A UN push to convene peace talks in Switzerland collapsed in September as the rebels stayed away, saying they had not received sufficient guarantees for their safe passage.

UN now aims for Yemen talks by end of the year

United Nations Yemen envoy Martin Griffiths is no longer aiming to convene the country’s warring parties for peace talks by the end of this month and will instead try to bring them together by the end of the year, a UN spokesman said yesterday. Griffiths, who is due to brief the Security Council on Nov 16, is trying to salvage peace talks that collapsed in September. He said in a statement last week that he hoped to bring the parties to the negotiating table within a month.

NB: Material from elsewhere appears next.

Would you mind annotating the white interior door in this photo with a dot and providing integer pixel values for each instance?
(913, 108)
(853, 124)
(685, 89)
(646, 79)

However, UN spokesman Farhan Haq said the goal now was for political consultations before the end of the year. A Saudi-led military coalition intervened in Yemen in 2015, backing government forces fighting the Iran-allied Houthi group. Iran has denied supplying weapons to the Houthis. The United States and Britain last week stepped up calls for an end to the nearly four-year war that has driven impoverished Yemen to the verge of famine, raising pressure on Saudi Arabia as it faces a global outcry over the murder of a prominent Saudi journalist in the Saudi consulate in Istanbul on Oct 2. “There’s always different challenges to bringing the parties together,” Haq told reporters. “What we’re trying to do is clear up any issues so that we can get a successful round of talks as soon as possible.”
An attempt to hold peace talks in Geneva in September was abandoned after three days of waiting for the Houthi delegation. The Houthis had said they wanted guarantees from the United Nations that their plane would not have to stop in Djibouti for inspection by the Saudi-led coalition. They also wanted the plane to evacuate some of their wounded to Oman or Europe.
British foreign minister Jeremy Hunt said on Monday he would push for new action at the UN Security Council to try to end hostilities in Yemen and find a political solution. UN diplomats, speaking on condition of anonymity, said Britain was working with the United States on a draft resolution to stop the fighting in Yemen.